Since late February 2003, CDC has been supporting the World Health Organization (WHO) in the investigation of a multicountry outbreak of atypical pneumonia being referred to as severe acute respiratory syndrome (SARS).
You are at risk of contracting SARS if you have returned from travel to parts of Asia, including China (Guangdong Province), Hong Kong, Singapore or Vietnam (Hanoi). Symptoms appear within 10 days of exposure. If you have been exposed and have symptoms you should see a doctor immediately.

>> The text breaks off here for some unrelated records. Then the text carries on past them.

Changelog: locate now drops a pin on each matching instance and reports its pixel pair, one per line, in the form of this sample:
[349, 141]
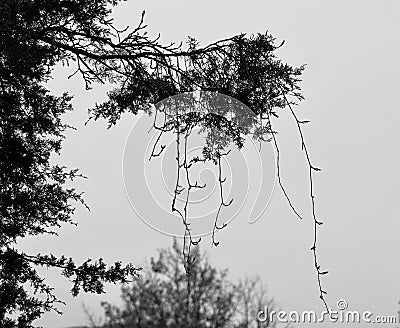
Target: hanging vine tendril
[245, 69]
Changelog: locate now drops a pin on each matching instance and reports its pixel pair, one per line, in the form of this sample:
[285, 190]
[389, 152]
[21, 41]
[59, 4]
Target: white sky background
[351, 49]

Based on currently available evidence, close contact with an infected person poses the highest risk of the infective agent spreading from one person to another. To date, the majority of cases have occurred in hospital workers who have cared for SARS patients and close family members and other close contacts of these patients. However, the amount of the infective agent needed to cause an infection has not yet been determined. The SARS virus can live up to 4 days on a toilet seat.
The greatest protection is provided by the use of a surgical mask during any exposure – more effective than the use of a gown, gloves and hand washing combined.
Initial diagnostic testing for suspected SARS patients should include chest radiograph, pulse oximetry, blood cultures, sputum Gram's stain and culture, and testing for viral respiratory pathogens, notably influenza A and B and respiratory syncytial virus. A specimen for Legionella and pneumococcal urinary antigen testing should also be considered. Clinicians should save any available clinical specimens (respiratory, blood, and serum) for additional testing until a specific diagnosis is made. Acute and convalescent (greater than 21 days after onset of symptoms) serum samples should be collected from each patient who meets the SARS case definition. Paired sera and other clinical specimens can be forwarded through State and local health departments for testing at CDC. Specific instructions for collecting specimens from suspected SARS patients are available.
No specific treatment recommendations can be made at this time. Empiric therapy should include coverage for organisms associated with any community-acquired pneumonia of unclear etiology, including agents with activity against both typical and atypical respiratory pathogens. Treatment choices may be influenced by severity of the illness. Infectious disease consultation is recommended.